Use t-SNE to project the point cloud into 2D. You may use the
Rtsne package to do so. Try different values for the
perplexity parameter of t-SNE and plot the different results. Based on
your results, discuss which perplexity value seems to preserve the
original structure the best.
# Perform t-SNE and plot the results
# ...
# Loaded necessary library
# Step : Perform t-SNE with different perplexity values and store the results
perplexity_values <- c(5, 10, 20, 30, 50)
tSNE_results <- list()
for (perplexity in perplexity_values) {
tSNE_results[[as.character(perplexity)]] <- Rtsne(reduced_point_cloud, perplexity = perplexity, dims = 2)
}
# Step : Plot the different results using plotly
plots <- list()
for (perplexity in perplexity_values) {
tsne_result <- tSNE_results[[as.character(perplexity)]]
plot <- plot_ly(x = tsne_result$Y[, 1], y = tsne_result$Y[, 2], type = "scatter", mode = "markers",
marker = list(size = 8),
name = paste0("Perplexity ", perplexity))
plots[[as.character(perplexity)]] <- plot
}
# Combine the plots into one
final_plot <- subplot(plots)
# Display the final plot
final_plot
Which value for the perplexity works best to preserve the original
structure?
Answer: As we know in generally, low perplexity values (e.g., 5-30) tend
to emphasize the preservation of local structure, making them suitable
for datasets with many densely packed clusters or regions with intricate
local relationships.

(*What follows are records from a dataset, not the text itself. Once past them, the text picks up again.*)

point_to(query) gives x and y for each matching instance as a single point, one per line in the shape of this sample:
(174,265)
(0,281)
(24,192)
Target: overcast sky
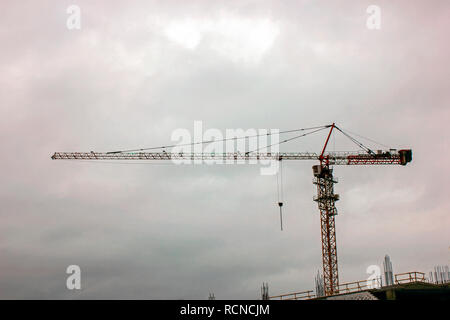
(138,70)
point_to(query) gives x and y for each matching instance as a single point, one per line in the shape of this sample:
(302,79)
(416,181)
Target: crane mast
(323,179)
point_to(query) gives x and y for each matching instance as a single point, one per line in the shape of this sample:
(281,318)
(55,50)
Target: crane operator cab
(405,156)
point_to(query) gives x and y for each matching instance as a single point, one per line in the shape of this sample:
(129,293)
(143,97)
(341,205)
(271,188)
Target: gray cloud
(180,232)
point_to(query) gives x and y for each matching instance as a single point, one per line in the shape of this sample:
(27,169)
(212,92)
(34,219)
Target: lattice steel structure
(326,198)
(323,178)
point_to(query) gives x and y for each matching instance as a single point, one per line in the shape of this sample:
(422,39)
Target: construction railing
(407,277)
(356,286)
(359,285)
(303,295)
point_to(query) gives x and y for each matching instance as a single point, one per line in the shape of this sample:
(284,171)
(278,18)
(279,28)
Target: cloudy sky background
(138,70)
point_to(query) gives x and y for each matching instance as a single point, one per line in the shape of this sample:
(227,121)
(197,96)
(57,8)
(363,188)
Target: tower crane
(323,179)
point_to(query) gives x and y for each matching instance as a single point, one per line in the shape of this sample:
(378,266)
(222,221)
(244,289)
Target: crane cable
(368,150)
(280,191)
(227,139)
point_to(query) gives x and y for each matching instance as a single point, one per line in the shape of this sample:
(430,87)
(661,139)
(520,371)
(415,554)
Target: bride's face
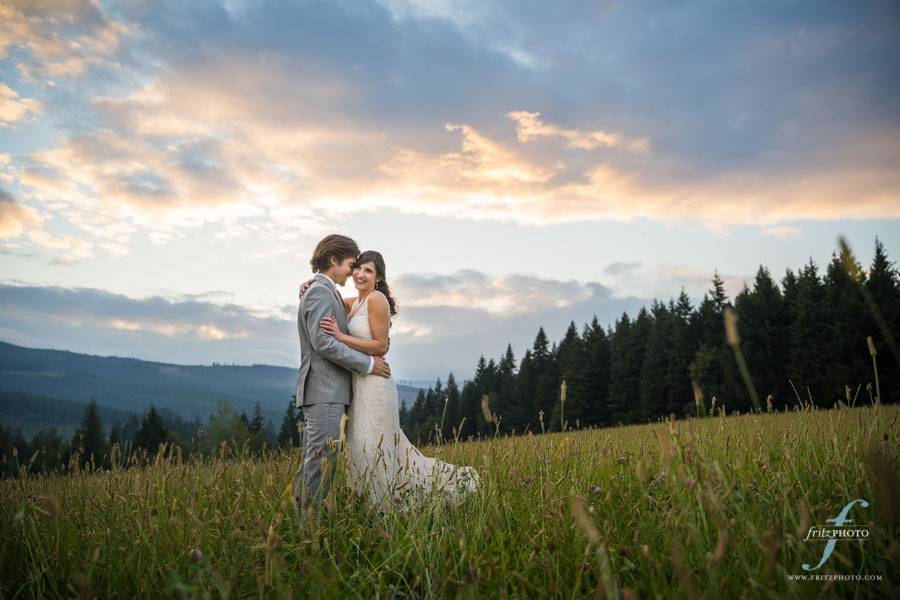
(365,276)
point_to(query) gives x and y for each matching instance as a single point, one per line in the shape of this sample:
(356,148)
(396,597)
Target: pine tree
(653,390)
(762,320)
(452,416)
(288,434)
(681,350)
(256,424)
(883,284)
(807,338)
(90,437)
(520,415)
(152,432)
(573,366)
(845,327)
(597,353)
(506,381)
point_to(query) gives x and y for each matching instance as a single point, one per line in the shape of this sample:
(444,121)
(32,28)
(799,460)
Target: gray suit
(323,387)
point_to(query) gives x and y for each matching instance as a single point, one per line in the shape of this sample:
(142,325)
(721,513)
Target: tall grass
(713,507)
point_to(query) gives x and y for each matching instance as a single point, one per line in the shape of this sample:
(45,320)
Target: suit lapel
(340,312)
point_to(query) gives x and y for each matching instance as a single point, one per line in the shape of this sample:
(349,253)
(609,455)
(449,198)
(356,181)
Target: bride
(383,464)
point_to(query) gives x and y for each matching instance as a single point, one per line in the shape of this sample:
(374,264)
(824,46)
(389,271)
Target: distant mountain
(31,413)
(131,385)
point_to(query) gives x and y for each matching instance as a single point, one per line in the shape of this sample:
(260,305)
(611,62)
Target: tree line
(804,341)
(139,439)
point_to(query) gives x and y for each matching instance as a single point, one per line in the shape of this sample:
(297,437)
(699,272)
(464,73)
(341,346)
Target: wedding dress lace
(383,464)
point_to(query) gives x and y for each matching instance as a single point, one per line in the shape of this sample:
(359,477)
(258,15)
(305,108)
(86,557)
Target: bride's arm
(378,323)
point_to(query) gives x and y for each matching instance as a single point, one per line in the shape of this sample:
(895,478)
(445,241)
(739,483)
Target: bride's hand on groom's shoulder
(329,326)
(305,286)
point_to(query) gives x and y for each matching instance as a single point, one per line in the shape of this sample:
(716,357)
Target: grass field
(717,508)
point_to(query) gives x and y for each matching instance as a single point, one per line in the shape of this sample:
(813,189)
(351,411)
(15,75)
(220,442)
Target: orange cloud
(14,109)
(529,127)
(61,38)
(15,218)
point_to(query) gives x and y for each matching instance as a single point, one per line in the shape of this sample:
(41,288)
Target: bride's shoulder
(378,297)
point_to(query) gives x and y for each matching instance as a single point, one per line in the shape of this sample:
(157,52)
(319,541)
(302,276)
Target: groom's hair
(334,246)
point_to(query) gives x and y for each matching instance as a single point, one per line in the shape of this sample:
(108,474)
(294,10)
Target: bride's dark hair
(381,281)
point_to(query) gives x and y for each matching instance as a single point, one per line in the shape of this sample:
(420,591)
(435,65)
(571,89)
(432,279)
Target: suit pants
(321,445)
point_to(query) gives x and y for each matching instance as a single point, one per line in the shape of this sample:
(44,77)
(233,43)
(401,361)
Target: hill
(131,385)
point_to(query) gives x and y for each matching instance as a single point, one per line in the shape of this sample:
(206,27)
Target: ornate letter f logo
(838,521)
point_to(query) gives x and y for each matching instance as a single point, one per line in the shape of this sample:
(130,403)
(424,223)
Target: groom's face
(343,269)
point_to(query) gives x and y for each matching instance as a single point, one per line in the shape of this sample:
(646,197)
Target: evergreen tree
(883,284)
(762,320)
(654,394)
(90,437)
(520,416)
(597,353)
(845,327)
(573,366)
(256,423)
(506,381)
(807,337)
(620,385)
(288,434)
(152,432)
(682,347)
(452,416)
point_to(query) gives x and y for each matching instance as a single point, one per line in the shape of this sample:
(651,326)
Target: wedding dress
(383,464)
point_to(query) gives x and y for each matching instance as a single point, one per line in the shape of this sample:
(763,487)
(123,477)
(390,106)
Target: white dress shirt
(334,285)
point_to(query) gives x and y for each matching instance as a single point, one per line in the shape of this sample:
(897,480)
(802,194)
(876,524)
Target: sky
(166,168)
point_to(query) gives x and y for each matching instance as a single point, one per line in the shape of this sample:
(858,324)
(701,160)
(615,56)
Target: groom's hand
(381,367)
(305,286)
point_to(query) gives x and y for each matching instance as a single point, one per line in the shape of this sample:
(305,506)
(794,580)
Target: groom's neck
(329,274)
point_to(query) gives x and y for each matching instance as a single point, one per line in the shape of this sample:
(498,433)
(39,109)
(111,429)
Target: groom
(323,384)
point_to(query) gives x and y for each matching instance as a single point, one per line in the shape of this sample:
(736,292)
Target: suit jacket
(325,363)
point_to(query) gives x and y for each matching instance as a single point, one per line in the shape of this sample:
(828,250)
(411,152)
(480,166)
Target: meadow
(713,507)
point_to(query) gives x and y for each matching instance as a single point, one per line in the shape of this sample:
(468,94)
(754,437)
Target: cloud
(15,218)
(529,127)
(14,109)
(240,117)
(445,321)
(783,231)
(58,39)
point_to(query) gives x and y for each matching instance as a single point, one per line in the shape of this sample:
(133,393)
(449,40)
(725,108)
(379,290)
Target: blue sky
(166,168)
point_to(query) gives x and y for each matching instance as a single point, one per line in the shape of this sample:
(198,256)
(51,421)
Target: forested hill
(133,385)
(804,339)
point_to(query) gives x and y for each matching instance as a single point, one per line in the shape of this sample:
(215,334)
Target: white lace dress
(383,464)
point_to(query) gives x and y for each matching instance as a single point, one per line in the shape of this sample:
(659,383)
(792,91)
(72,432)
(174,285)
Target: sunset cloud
(58,39)
(14,109)
(530,127)
(15,218)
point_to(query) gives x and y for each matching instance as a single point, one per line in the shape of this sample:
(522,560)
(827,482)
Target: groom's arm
(317,306)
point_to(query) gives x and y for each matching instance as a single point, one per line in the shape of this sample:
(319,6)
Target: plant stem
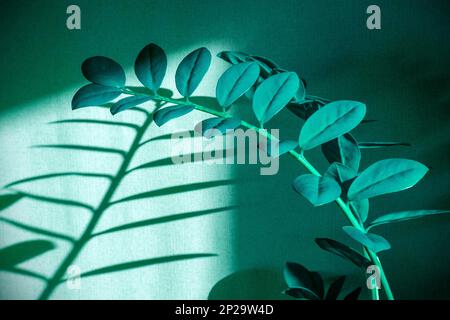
(78,245)
(300,158)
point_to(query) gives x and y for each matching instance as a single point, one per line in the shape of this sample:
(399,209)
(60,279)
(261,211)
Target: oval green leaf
(403,216)
(236,81)
(94,95)
(343,251)
(372,241)
(331,121)
(345,150)
(128,102)
(361,208)
(339,172)
(273,94)
(317,190)
(233,57)
(21,252)
(103,71)
(386,176)
(212,127)
(276,148)
(162,116)
(191,71)
(150,66)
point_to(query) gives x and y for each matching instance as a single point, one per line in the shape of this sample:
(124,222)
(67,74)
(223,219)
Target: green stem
(300,158)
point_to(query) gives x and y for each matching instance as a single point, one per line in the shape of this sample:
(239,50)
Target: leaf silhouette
(144,263)
(191,71)
(21,252)
(168,136)
(194,157)
(354,295)
(81,148)
(335,288)
(55,200)
(172,190)
(103,71)
(165,219)
(36,230)
(7,200)
(102,122)
(57,175)
(376,145)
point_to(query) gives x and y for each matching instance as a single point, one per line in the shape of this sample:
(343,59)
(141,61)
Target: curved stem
(308,166)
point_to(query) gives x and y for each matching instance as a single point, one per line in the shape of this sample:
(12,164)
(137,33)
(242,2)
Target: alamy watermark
(234,147)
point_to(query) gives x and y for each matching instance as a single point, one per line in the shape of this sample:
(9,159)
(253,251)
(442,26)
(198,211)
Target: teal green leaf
(21,252)
(386,176)
(318,283)
(103,71)
(354,295)
(212,127)
(343,251)
(335,288)
(403,216)
(303,109)
(299,278)
(273,94)
(191,71)
(128,102)
(236,81)
(7,200)
(361,208)
(162,116)
(317,190)
(339,172)
(331,121)
(276,148)
(345,150)
(94,95)
(234,57)
(376,145)
(150,66)
(372,241)
(266,65)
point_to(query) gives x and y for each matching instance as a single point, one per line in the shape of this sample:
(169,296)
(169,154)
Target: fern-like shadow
(11,257)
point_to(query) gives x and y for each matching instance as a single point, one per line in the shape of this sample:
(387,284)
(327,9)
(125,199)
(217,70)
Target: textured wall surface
(402,73)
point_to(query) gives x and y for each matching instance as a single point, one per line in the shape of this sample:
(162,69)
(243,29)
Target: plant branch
(304,162)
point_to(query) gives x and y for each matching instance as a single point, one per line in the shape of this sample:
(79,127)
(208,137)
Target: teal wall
(401,72)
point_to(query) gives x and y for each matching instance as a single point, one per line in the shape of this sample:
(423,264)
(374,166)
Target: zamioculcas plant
(327,125)
(270,88)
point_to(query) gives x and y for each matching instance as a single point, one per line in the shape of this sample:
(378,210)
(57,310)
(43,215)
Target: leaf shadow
(8,257)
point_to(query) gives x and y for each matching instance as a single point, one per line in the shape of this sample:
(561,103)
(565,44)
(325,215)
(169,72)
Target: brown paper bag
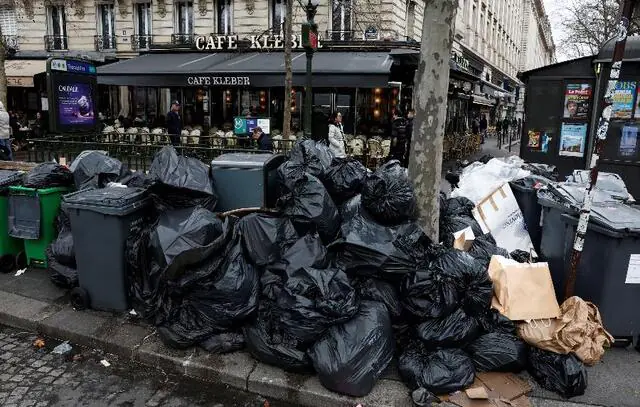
(578,329)
(522,291)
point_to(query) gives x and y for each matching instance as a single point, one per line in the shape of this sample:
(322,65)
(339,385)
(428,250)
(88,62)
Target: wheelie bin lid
(109,201)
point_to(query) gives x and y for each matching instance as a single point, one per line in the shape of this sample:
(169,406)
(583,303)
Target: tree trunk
(430,104)
(288,81)
(3,75)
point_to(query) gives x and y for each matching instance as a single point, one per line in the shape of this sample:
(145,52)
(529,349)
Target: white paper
(633,271)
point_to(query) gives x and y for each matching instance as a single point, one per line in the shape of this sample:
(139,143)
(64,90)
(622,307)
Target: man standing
(174,123)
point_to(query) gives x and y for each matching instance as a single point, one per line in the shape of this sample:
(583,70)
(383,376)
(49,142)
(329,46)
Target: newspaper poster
(577,99)
(623,96)
(628,141)
(573,138)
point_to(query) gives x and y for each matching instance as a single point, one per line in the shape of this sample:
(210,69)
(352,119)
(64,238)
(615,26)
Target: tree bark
(430,104)
(288,81)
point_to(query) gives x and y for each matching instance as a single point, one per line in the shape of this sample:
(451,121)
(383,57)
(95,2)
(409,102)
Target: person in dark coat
(174,123)
(264,141)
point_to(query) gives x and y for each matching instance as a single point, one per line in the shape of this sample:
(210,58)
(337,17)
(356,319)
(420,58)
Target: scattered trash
(63,348)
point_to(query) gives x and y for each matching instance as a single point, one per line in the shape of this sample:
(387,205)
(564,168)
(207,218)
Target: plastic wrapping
(388,195)
(351,357)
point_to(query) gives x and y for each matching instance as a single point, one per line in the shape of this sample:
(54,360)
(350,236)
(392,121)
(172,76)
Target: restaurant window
(143,18)
(56,28)
(277,14)
(106,27)
(225,17)
(341,19)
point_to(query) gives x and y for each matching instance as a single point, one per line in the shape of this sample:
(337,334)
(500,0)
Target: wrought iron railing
(139,41)
(56,42)
(104,42)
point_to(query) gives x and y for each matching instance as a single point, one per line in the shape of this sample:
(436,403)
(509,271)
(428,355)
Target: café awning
(20,72)
(251,69)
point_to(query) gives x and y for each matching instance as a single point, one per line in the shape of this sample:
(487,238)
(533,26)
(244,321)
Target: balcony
(104,42)
(183,39)
(56,42)
(141,41)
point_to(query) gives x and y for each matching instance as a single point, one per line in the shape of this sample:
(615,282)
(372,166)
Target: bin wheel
(21,260)
(79,298)
(7,263)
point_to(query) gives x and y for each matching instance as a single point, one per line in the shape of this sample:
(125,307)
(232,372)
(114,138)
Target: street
(39,378)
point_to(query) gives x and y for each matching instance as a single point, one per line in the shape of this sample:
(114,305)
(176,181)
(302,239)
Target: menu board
(577,100)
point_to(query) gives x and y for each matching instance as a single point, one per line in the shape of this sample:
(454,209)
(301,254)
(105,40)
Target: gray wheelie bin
(100,223)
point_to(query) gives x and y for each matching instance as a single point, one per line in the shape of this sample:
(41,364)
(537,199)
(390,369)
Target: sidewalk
(32,303)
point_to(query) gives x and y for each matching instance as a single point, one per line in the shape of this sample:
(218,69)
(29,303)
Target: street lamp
(310,41)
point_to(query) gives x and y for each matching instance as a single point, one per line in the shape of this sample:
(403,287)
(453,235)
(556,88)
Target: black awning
(257,69)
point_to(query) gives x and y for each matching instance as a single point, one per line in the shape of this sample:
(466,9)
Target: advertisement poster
(577,98)
(623,100)
(628,141)
(75,105)
(573,139)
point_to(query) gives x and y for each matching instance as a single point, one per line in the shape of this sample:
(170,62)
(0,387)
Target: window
(341,18)
(143,18)
(277,14)
(225,17)
(56,28)
(106,27)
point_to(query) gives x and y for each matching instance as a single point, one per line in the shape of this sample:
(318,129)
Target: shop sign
(204,80)
(220,42)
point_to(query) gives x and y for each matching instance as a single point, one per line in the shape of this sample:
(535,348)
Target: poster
(628,141)
(623,100)
(573,139)
(75,105)
(577,99)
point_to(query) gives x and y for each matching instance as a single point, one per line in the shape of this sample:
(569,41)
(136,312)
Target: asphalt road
(32,377)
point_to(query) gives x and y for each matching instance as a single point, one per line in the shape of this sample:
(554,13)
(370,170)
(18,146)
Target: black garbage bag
(185,237)
(224,343)
(452,331)
(351,357)
(498,352)
(344,179)
(493,321)
(373,250)
(564,374)
(312,300)
(471,279)
(266,237)
(388,194)
(48,175)
(426,294)
(180,182)
(311,209)
(441,372)
(452,224)
(373,289)
(269,343)
(222,296)
(483,247)
(94,169)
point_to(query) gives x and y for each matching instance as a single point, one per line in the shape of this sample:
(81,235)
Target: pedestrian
(409,130)
(5,132)
(398,137)
(336,135)
(262,140)
(174,123)
(483,128)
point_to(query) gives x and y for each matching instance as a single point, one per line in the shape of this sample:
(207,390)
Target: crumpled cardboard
(578,329)
(522,291)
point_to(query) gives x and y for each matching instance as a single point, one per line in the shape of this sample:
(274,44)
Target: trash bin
(609,270)
(246,180)
(32,215)
(100,223)
(10,247)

On the other hand, higher perplexity values (e.g.,
50-100) emphasize the preservation of global structure and are better
suited for datasets with well-separated clusters and broader
patterns.
In our case i believe that perplexity of 50 is better at preserving the orginal structure in 2D
Now, use UMAP to perform the projection. You may refer to the package
umap to do so. Experiment with the parameters
n_neighbors and min_dist and plot the
different results. Discuss which combination of parameter values works
best to preserve the original structure.
# Perform UMAP and plot the results
# ...
# Perform UMAP with different parameter values and store the results
n_neighbors_values <- c(5, 10, 20, 30)
min_dist_values <- c(0.1, 0.2, 0.5, 0.7)
umap_results <- list()
for (n_neighbors in n_neighbors_values) {
for (min_dist in min_dist_values) {
key <- paste0("n_neighbors=", n_neighbors, "_min_dist=", min_dist)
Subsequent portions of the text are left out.